HARRISBURG, Pa. (AP) – Motorists on the Pennsylvania Turnpike soon will have a financial incentive to use E-ZPass, following approval of a new toll schedule that sets higher rates for people who pay with cash.
The turnpike commission voted Tuesday to increase rates by 10 percent for cash customers, but only 3 percent for those who use E-ZPass, currently about two-thirds of all turnpike vehicles.
When the new rates take effect on Jan. 2, it will be the first time that E-ZPass users will pay less than others for the same trip.
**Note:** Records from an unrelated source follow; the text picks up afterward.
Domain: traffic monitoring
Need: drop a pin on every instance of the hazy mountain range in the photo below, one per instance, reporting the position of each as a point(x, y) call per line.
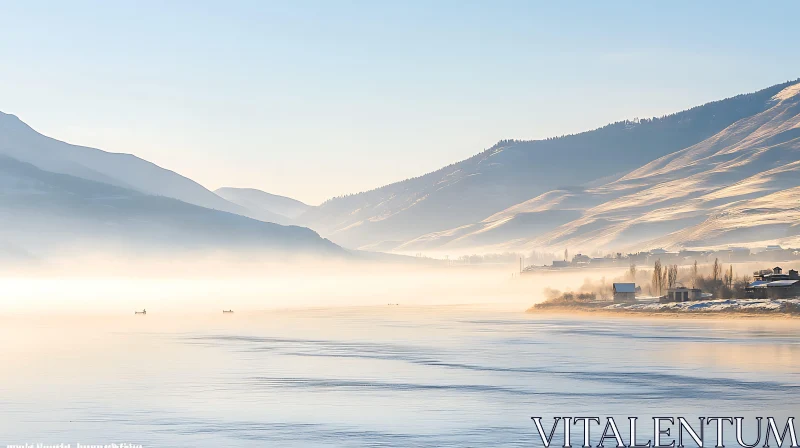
point(264, 206)
point(56, 196)
point(663, 181)
point(723, 173)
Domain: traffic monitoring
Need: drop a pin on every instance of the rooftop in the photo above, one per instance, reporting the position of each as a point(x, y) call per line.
point(624, 287)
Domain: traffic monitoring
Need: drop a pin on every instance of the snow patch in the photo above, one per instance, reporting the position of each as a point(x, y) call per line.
point(787, 93)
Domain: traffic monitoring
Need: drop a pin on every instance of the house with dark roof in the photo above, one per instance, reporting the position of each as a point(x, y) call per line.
point(624, 292)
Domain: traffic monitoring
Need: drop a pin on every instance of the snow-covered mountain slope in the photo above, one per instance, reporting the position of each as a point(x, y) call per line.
point(19, 141)
point(451, 203)
point(738, 186)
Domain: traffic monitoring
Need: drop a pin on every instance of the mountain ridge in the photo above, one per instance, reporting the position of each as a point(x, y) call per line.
point(513, 171)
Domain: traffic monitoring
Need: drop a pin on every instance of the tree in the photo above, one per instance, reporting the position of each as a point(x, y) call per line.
point(716, 271)
point(656, 283)
point(672, 276)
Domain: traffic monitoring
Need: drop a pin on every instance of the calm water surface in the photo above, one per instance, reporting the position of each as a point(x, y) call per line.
point(375, 376)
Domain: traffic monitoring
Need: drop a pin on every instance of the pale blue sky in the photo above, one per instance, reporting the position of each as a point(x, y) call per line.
point(316, 99)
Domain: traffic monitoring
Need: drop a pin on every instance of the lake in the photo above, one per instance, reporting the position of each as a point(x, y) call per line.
point(376, 376)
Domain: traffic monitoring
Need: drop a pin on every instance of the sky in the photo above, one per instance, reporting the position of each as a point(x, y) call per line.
point(315, 99)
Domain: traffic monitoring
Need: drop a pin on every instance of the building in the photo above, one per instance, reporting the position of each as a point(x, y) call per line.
point(624, 292)
point(774, 284)
point(682, 294)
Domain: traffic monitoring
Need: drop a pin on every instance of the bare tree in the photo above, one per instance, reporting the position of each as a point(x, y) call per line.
point(672, 276)
point(657, 282)
point(716, 271)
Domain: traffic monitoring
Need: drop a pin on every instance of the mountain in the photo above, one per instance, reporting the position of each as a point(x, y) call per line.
point(19, 141)
point(264, 206)
point(452, 202)
point(739, 186)
point(45, 212)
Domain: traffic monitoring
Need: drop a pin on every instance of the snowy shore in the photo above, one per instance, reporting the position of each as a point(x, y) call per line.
point(717, 305)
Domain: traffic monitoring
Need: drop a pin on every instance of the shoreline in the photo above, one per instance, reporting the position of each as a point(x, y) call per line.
point(666, 314)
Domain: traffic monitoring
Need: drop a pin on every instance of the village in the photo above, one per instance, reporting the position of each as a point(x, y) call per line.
point(767, 284)
point(771, 253)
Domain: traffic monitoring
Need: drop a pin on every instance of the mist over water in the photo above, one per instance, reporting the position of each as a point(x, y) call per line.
point(407, 375)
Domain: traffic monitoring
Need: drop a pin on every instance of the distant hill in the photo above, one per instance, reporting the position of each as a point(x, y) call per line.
point(44, 212)
point(264, 206)
point(739, 186)
point(513, 172)
point(19, 141)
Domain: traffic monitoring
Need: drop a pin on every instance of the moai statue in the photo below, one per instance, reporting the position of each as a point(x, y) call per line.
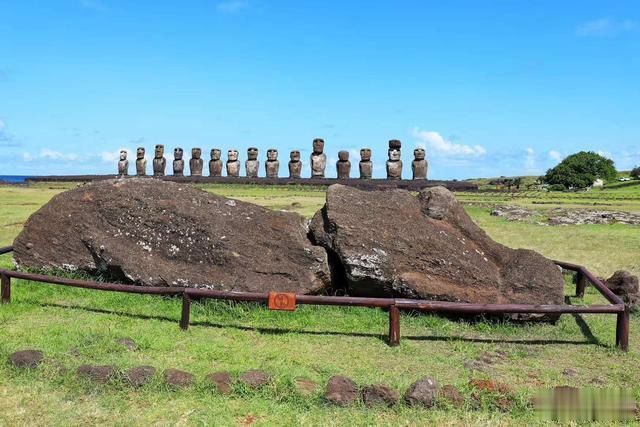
point(343, 165)
point(178, 162)
point(196, 162)
point(318, 159)
point(366, 165)
point(272, 166)
point(141, 162)
point(123, 164)
point(159, 162)
point(215, 164)
point(295, 165)
point(419, 164)
point(233, 164)
point(252, 164)
point(394, 164)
The turnpike has increased rates seven times in 70 years, including two increases in the past year and a half. Tolls rose 3 percent at the start of 2010, and were increased 25 percent in January 2009.
The turnpike estimates the higher fees will produce about $35 million a year.
Annual toll increases were called for in a July 2007 state law that dedicated billions to fund the state's roadwork and bridge repair needs, and authorized the addition of tolls to Interstate 80 although federal regulators have rejected the I-80 plan.
Under that law, known as Act 44, the turnpike must provide $450 million a year to the state government for the next 47 years.
"I want to make it clear to our customers and to all Pennsylvanians that we've done our best to streamline operations and become more efficient, especially after the economic downturn," turnpike chief executive Joe Brimmeier said in a written statement.
He said the agency has cut about 200 jobs in the past decade and reduced expenses for such items as conferences, travel, utilities and building security.
Tolls on the turnpike depend on how far a motorist drives.
The new rates for cash customers will be rounded to the nearest nickel, and for E-ZPass customers to the nearest penny.
One exception will be the Findlay Connector, Interstate 576, near Pittsburgh International Airport.
Those coin-machine fares will not change.
The Pennsylvania Turnpike manages more than 1.2 million of the 20 million E-ZPass transponders currently in use across the country.